Toplumlardaki artan yaşam süresi beraberinde yaşlı kadın oranının hızla artmasına yol açmakta, bu durumsa yaşam boyunca oluşan pelvik taban değişikliklerinin yol açtığı pelvik taban fonksiyon bozukluğu korunma ve tedavisini zorunlu hale getirmektedir. Pelvik taban değişikliklerine bağlı olarak görülen pelvik taban fonksiyon bozukluğu yetişkin nufusunun yarısını oluşturan kadınların önemli bir sağlık problemidir
Pelvik taban fonksiyon bozukluğu geniş bir klinik spekturumu içeren bir terimdir. Bu spekturumun içerisinde ağırlıklı olarak ön kompartman (mesane) ve arka kompartman(bağırsak) şikayetleri vardır. Ön kompartman bozukluklarının en sık iki bulgusu idrar kaçırma ve organ sarkmasıdır. Arka kompartman bozuklukları ise kolorektal fonksiyonlarla ilgilidir. Bu kolorektal fonksiyon bozuklukları sıklıkla gaz gaita kaçırma ve dışkılama problemleridir. Yaşamı tehdit eden bir sorun olmamasına karşın çoğu kez bu durumun varlığı kişini yaşam kalitesini bozup onu zor duruma sokar. Sonuçta tedavi edilmezse sosyal izolasyon seksüel baskılanma gibi durumlara yol açabilir. Toplumdaki yaşlı kadın oranının hızla artması pelvik taban fonksiyon bozukluğundan korunma ve tedavisini zorunlu hale getirmektedir. Bunun gerçekleştirilmesi için problemin çok iyi anlaşılması gerekir.

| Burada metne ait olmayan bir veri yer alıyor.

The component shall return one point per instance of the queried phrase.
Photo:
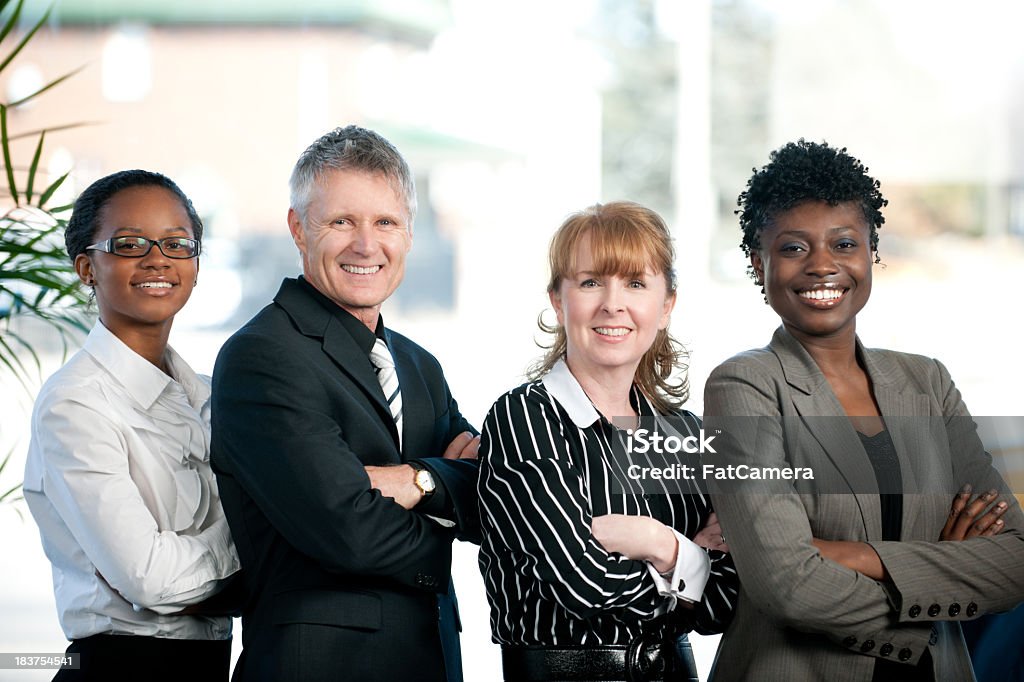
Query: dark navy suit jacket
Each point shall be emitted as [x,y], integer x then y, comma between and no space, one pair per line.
[342,583]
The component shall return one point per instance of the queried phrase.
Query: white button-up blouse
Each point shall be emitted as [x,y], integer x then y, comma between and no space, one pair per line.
[118,478]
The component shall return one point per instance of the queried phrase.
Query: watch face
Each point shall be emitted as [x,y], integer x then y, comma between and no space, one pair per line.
[424,480]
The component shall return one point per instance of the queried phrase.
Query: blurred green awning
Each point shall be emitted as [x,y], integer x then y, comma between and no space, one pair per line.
[420,16]
[427,145]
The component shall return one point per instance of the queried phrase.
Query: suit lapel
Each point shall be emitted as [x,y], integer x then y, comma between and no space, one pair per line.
[314,321]
[417,416]
[905,412]
[823,417]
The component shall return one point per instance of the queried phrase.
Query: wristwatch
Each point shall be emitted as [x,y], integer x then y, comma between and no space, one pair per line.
[423,479]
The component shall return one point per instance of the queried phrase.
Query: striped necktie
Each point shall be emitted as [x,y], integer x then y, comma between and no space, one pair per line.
[388,377]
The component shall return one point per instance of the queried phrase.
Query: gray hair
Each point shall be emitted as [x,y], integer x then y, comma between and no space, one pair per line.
[350,147]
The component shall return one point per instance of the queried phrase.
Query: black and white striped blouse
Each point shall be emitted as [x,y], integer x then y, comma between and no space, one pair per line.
[546,470]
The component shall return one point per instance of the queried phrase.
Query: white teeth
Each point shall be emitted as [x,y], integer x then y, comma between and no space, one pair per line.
[822,294]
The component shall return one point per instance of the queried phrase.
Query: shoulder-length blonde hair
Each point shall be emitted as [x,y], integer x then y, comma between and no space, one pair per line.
[626,239]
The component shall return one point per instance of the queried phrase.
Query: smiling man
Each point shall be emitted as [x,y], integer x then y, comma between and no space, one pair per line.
[345,466]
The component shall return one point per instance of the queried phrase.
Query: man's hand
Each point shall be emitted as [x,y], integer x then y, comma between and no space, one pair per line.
[463,446]
[397,482]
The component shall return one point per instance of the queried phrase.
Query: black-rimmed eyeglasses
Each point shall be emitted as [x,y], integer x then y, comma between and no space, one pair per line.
[136,247]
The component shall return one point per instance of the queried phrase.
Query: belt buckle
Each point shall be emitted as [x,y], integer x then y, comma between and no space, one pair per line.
[644,659]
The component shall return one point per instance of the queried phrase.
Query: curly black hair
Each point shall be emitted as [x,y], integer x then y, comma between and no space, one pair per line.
[807,171]
[84,222]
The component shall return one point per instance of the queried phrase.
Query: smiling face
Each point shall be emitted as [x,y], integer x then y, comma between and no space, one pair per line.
[610,321]
[353,239]
[146,292]
[815,263]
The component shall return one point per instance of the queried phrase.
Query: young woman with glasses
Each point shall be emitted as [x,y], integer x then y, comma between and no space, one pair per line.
[118,474]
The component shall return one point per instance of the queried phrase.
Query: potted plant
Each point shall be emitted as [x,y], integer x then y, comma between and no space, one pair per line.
[38,287]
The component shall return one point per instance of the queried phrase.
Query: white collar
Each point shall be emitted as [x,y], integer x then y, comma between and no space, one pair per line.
[141,379]
[562,386]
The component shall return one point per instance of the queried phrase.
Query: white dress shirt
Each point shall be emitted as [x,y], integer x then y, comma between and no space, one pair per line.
[118,478]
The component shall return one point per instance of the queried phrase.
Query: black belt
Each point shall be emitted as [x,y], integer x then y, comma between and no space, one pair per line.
[645,658]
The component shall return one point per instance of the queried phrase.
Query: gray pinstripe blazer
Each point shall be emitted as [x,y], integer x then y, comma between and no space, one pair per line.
[803,617]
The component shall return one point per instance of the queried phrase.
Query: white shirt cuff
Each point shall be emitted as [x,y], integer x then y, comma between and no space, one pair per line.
[688,577]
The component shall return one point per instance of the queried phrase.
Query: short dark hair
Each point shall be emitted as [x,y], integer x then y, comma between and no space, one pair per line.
[84,220]
[803,171]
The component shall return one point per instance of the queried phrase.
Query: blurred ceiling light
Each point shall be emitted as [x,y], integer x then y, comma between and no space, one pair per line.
[127,65]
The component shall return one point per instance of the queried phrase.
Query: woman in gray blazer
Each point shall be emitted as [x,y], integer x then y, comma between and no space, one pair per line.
[844,576]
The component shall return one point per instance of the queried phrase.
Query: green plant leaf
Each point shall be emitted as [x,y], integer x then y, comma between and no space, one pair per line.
[11,20]
[25,41]
[18,102]
[4,139]
[67,126]
[32,169]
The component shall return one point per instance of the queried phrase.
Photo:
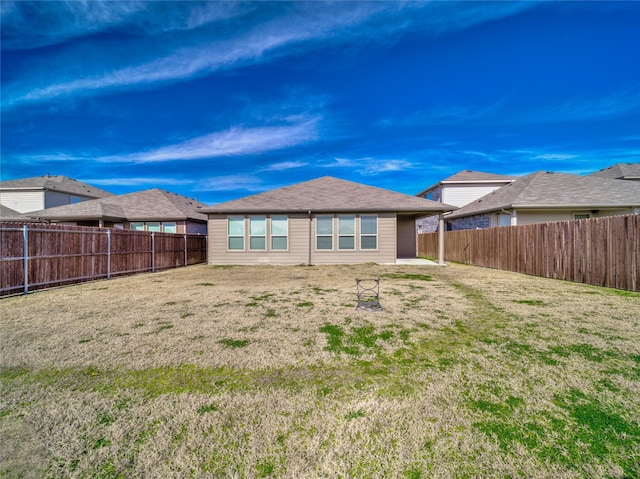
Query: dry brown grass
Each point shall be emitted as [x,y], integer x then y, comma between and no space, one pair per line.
[271,372]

Pelvik taban fonksiyon bozukluğu oluş mekanizması
Pelvik taban yapılarındaki zayıflık ve/veya yaralanma çoklu şikayetleri de beraberinde getirir. Bu çoklu şikayetler idrar kaçırma gaz gaita kaçırma dışkılama problemleri organ sarkmasını, vajinal gevşeklik ve/ veya seksüel memnuniyetsizliği içerir.

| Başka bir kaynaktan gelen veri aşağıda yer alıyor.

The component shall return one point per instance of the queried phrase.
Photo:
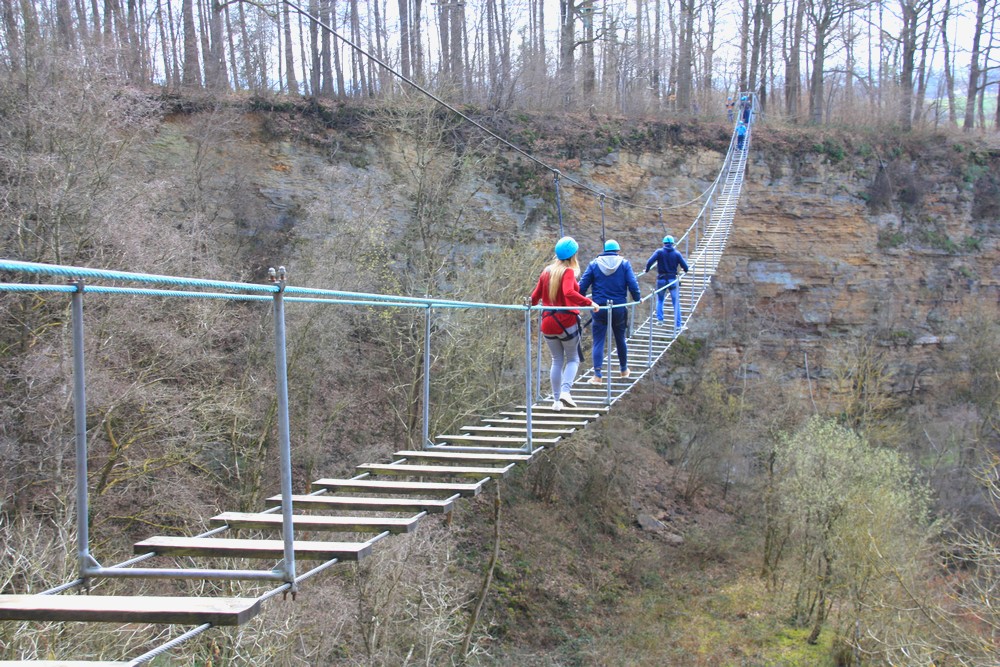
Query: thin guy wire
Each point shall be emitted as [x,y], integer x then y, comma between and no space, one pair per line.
[491,133]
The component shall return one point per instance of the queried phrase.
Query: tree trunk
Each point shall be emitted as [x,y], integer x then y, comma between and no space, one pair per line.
[816,83]
[921,94]
[949,77]
[220,75]
[657,65]
[192,65]
[254,82]
[230,39]
[325,50]
[709,54]
[970,97]
[765,51]
[589,67]
[12,35]
[567,37]
[744,44]
[793,83]
[417,46]
[684,54]
[338,65]
[404,37]
[908,44]
[315,67]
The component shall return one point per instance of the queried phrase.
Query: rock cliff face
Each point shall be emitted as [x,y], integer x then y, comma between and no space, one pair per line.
[835,240]
[828,251]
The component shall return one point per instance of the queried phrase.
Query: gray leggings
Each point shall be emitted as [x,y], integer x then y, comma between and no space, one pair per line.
[565,362]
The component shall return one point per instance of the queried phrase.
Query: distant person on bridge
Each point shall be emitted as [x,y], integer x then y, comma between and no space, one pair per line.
[746,106]
[557,286]
[612,279]
[667,259]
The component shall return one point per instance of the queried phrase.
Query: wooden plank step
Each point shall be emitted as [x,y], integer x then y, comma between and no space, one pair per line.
[518,429]
[464,456]
[393,486]
[343,524]
[510,440]
[218,547]
[128,609]
[366,504]
[565,409]
[537,422]
[548,413]
[444,471]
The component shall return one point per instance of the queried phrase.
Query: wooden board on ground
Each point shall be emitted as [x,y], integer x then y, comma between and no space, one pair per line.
[63,663]
[431,455]
[435,471]
[218,547]
[517,429]
[495,439]
[545,421]
[343,524]
[463,489]
[366,504]
[128,609]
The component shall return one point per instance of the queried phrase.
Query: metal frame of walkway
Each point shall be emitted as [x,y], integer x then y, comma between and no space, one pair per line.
[414,484]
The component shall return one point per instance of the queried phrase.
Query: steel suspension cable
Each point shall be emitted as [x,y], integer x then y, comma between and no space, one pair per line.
[460,114]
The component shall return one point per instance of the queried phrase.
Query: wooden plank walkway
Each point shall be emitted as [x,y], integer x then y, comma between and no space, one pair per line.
[128,609]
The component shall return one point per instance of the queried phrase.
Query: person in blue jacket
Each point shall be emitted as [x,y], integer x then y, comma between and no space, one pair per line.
[611,278]
[667,259]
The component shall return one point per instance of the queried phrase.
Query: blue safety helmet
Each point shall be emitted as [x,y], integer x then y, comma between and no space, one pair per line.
[566,247]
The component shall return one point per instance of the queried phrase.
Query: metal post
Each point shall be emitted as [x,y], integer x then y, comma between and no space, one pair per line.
[558,204]
[527,375]
[426,434]
[604,236]
[83,558]
[284,430]
[538,383]
[607,349]
[652,319]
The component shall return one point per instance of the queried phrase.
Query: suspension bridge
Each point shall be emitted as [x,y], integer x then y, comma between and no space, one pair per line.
[384,498]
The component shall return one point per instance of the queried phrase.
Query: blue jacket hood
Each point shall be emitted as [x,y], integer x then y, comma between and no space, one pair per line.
[611,278]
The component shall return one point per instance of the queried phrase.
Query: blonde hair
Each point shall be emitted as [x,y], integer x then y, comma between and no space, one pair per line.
[556,270]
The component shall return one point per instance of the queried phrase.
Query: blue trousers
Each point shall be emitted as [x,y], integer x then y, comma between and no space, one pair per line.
[619,326]
[674,300]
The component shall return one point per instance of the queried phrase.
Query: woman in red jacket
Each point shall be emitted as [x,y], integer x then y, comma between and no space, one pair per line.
[557,286]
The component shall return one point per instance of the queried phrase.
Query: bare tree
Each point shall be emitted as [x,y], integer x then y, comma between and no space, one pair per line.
[824,16]
[974,68]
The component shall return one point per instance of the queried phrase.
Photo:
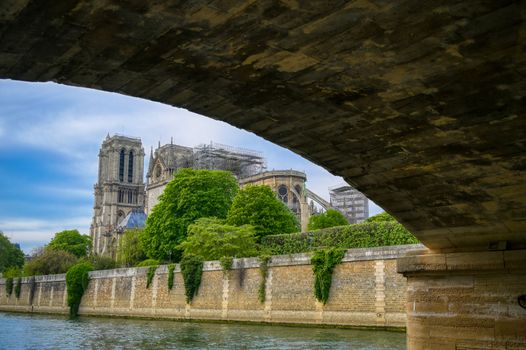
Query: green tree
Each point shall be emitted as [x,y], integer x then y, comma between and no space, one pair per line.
[212,239]
[330,218]
[71,241]
[259,207]
[48,262]
[192,194]
[130,251]
[10,254]
[381,218]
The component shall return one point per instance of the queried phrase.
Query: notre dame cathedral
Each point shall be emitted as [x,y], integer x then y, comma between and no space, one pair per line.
[123,199]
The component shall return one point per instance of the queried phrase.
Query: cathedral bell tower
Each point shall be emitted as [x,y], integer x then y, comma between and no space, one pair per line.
[119,190]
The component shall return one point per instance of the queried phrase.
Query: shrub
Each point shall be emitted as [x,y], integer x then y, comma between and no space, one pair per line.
[330,218]
[49,261]
[368,234]
[148,262]
[192,269]
[77,279]
[323,263]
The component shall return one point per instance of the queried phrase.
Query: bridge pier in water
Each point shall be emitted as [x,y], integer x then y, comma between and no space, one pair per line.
[467,300]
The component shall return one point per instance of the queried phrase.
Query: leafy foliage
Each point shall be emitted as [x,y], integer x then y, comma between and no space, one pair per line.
[192,269]
[150,275]
[71,241]
[100,262]
[330,218]
[48,262]
[18,287]
[10,254]
[263,270]
[382,217]
[130,251]
[226,263]
[171,269]
[211,239]
[77,279]
[323,263]
[192,194]
[259,207]
[148,262]
[9,286]
[368,234]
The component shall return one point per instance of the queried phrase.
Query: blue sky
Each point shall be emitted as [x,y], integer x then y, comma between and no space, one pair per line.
[50,136]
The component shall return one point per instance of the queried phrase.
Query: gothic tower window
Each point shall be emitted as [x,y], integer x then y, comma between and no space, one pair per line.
[130,167]
[121,166]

Pelvik taban fonksiyon bozukluğu için kolaylaştırıcı faktörler;
Gebelik, doğum yaralanmaları
Menapozal durum ve yaşlanma
Daha önceden geçirilen bu bölge cerrahisi
Bağ dokusu patolojileri ile giden medikal durumların varlığı
Sigara içimi, obezite, kronik obstüriktif akciğer hastalığı
Kronik kabızlık durumlarıdır.
Pelvik taban destek dokusunun mekanik olarak parçalanması pelvik taban fonksiyon bozukluğu’nun gelişmesinde temel faktördür. Bu mekanik bozulmaya gebelik özellikle vajinal doğumlar, daha önce geçirilen pelvik cerrahiler yol açabilir.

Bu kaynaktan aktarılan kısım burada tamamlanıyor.